“El corazón humano desea la alegría.
Cada familia, cada pueblo aspira a la felicidad. Pero, ¿cuál es la
alegría que el cristiano está llamado a vivir y ser testigo? Es aquella
que viene de la cercanía de Dios, de su presencia en nuestras vidas.
Desde que Jesús entró en la historia, con su nacimiento en Belén, la
humanidad recibió la semilla del Reino de Dios, como una tierra que
recibe la semilla, promesa de la futura cosecha. ¡No se necesita buscar
más en otra parte! Jesús vino a traer alegría a todos y para siempre. No
se trata sólo de una alegría esperada o pospuesta al paraíso, sino de
una alegría real y palpable ya ahora, porque Jesús mismo es nuestra
alegría, es nuestra casa, con Jesús la alegría está en casa ¿sin Jesús
hay alegría? No.
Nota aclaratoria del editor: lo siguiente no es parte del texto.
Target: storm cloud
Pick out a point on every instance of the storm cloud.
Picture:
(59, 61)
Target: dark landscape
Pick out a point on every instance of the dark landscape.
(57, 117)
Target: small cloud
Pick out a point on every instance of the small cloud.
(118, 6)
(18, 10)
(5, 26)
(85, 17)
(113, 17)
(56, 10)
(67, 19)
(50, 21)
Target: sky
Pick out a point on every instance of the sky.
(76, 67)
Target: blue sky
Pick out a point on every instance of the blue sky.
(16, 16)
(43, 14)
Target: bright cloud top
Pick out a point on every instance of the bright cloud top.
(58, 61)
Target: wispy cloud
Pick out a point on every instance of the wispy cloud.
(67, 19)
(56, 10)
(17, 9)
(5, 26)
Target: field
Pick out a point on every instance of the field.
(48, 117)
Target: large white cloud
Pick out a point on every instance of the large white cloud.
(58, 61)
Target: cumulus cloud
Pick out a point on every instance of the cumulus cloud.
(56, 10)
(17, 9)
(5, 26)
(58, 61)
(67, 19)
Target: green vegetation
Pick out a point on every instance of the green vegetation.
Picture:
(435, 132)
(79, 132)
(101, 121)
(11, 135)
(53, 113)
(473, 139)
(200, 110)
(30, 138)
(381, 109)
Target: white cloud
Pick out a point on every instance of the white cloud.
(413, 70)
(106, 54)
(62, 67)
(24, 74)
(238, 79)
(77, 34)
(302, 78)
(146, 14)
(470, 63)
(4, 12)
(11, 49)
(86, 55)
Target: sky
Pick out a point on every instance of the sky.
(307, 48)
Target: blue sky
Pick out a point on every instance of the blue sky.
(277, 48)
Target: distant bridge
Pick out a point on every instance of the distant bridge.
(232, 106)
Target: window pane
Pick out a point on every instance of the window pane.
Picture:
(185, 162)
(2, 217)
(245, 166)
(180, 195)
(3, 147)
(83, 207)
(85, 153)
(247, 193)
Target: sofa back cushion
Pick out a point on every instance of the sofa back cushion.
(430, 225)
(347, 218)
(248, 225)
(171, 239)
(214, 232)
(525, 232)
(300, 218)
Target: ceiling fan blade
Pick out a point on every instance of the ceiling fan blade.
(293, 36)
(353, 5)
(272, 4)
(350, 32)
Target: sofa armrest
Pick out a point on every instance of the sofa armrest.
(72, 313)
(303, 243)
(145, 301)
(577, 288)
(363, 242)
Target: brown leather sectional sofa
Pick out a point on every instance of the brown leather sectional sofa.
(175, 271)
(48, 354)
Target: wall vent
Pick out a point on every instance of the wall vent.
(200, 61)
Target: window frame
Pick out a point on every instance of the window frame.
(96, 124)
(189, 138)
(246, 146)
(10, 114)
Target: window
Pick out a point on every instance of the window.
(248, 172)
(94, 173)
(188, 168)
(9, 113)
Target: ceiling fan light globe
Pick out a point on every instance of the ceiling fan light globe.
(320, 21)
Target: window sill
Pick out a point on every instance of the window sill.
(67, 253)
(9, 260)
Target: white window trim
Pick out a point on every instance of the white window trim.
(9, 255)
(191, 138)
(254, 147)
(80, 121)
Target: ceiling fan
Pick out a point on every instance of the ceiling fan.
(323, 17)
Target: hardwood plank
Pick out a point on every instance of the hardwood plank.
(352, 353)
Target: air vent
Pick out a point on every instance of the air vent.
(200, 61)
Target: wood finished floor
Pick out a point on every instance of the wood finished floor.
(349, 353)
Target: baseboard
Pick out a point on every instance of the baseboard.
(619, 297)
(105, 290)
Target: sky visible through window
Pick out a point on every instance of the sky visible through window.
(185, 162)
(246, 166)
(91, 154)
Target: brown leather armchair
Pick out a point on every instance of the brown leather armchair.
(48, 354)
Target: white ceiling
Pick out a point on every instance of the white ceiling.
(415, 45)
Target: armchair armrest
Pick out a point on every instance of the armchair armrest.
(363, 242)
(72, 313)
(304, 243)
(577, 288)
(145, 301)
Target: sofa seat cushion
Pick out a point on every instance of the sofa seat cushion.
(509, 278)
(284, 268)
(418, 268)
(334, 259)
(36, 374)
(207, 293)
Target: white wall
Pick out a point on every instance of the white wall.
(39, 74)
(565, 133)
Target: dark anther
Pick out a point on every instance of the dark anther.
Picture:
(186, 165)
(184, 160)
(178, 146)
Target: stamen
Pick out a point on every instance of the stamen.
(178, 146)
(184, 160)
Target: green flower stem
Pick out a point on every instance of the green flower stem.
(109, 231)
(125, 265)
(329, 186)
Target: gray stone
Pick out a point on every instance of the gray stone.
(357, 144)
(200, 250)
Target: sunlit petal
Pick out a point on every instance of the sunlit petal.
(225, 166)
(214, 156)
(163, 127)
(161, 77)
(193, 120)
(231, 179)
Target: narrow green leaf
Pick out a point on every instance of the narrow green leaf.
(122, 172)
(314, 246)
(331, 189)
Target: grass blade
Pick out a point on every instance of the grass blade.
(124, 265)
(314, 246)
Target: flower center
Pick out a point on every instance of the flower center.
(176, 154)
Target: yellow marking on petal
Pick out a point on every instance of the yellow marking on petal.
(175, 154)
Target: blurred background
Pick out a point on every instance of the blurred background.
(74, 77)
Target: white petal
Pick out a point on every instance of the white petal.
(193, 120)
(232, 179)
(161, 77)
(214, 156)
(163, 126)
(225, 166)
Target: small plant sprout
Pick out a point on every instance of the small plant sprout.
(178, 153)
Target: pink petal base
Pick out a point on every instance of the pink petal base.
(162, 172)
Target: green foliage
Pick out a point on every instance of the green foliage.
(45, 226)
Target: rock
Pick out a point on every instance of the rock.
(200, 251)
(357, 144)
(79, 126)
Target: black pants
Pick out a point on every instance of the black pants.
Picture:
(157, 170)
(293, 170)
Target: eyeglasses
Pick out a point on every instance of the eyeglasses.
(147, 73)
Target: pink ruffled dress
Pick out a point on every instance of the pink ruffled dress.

Él está vivo, es el Resucitado, y obra en nosotros y
entre nosotros, especialmente con la Palabra y los Sacramentos.
Aún San Pablo, en la liturgia de hoy, indica las condiciones para ser "misioneros de la alegría": orar con perseverancia, dar siempre gracias a Dios, entregarse a su Espíritu, buscar el bien y evitar el mal (cf. 1 Ts 5,17- 22). Si esto va a ser nuestra forma de vida, entonces la buena noticia podrá entrar en tantos hogares y familias y ayudar a la gente a redescubrir que en Jesús está la salvación. En Él es posible encontrar la paz interior y la fuerza para enfrentar cada día las diferentes situaciones de la vida, incluso la más pesada y difícil.